Shape of home prices? According to the National Association of Home Builders, the median selling price of new homes in the United States in January 2007 was \(\$ 239,800\). Which of the following is the most plausible value for the standard deviation: $$ -\$ 15,000, \$ 1000, \$ 60,000, \text { or } \$ 1,000,000 ? \text { Why? } $$ Explain what's unrealistic about each of the other values.

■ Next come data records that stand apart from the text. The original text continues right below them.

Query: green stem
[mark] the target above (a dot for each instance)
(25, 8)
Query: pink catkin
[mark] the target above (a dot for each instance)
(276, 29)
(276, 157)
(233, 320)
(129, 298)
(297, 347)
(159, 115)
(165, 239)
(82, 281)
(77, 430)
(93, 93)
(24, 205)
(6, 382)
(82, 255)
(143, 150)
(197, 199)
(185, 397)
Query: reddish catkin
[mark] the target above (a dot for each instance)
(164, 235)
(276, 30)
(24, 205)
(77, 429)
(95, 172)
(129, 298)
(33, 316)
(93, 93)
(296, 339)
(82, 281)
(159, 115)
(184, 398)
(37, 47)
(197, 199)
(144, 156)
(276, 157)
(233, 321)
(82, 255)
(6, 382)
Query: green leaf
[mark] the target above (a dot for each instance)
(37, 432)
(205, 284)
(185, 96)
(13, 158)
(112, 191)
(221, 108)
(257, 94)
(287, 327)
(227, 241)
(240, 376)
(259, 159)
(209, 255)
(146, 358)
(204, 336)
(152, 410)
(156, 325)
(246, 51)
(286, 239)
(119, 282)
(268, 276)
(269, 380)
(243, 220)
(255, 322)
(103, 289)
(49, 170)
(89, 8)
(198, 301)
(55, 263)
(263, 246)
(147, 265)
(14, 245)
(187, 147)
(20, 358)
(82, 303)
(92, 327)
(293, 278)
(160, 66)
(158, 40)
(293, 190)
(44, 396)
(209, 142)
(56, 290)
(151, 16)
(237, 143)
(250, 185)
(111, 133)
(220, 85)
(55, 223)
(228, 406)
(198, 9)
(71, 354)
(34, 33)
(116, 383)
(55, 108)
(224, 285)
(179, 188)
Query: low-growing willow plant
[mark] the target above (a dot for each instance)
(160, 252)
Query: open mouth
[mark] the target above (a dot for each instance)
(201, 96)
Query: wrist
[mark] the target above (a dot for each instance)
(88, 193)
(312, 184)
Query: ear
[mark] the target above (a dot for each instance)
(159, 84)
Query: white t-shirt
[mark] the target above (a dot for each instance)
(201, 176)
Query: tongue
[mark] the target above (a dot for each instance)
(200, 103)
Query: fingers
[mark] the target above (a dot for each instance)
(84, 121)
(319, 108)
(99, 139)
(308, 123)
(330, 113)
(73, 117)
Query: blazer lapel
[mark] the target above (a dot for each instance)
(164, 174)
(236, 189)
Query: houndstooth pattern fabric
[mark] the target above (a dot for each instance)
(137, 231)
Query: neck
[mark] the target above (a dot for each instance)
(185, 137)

Variability of cigarette taxes Here's the five-number summary for the distribution of cigarette taxes (in cents) among the 50 states and Washington, D.C. in the United States. $$ \begin{array}{c} \text { Minimum }=2.5, \mathrm{Q} 1=36, \text { Median }=60 \\ \mathrm{Q} 3=100, \text { Maximum }=205 \end{array} $$ a. About what proportion of the states have cigarette taxes (i) greater than 36 cents and (ii) greater than \(\$ 1 ?\) b. Between which two values are the middle \(50 \%\) of the observations found? c. Find the interquartile range. Interpret it. d. Based on the summary, do you think that this distribution was bell shaped? If so, why? If not, why not, and what shape would you expect?

Female strength The High School Female Athletes data file on the text CD has data for 57 female high school athletes on the maximum number of pounds they were able to bench press. The data are roughly bell shaped, with \(\bar{x}=79.9\) and \(s=13.3 .\) Use the empirical rule to describe the distribution.

Federal spending on financial aid A 2011 Roper Center survey asked: "If you were making up the budget for the federal government this year (2011), would you increase spending, decrease spending, or keep spending the same for financial aid for college students?" Of those surveyed, \(44 \%\) said to increase spending, \(16 \%\) said to decrease spending, \(37 \%\) said to keep spending the same, and \(3 \%\) either had no opinion or refused to answer. a. Sketch a bar chart to display the survey results. b. Which is easier to sketch relatively accurately, a pie chart or a bar chart? c. What is the advantage of using a graph to summarize the results instead of merely stating the percentages for each response?

Energy and water consumption In parts a and b, what shape do you expect for the distributions of electricity use and water use in a recent month in Gainesville, Florida? Why? (Data supplied by N. T. Kamhoot, Gainesville Regional Utilities.) a. Residential electricity used had mean \(=780\) and standard deviation \(=506\) kilowatt hours (Kwh). The minimum usage was \(3 \mathrm{Kwh}\) and the maximum was \(9390 \mathrm{Kwh}\). b. Water consumption had mean \(=7100\) and standard deviation \(=6200\) (gallons).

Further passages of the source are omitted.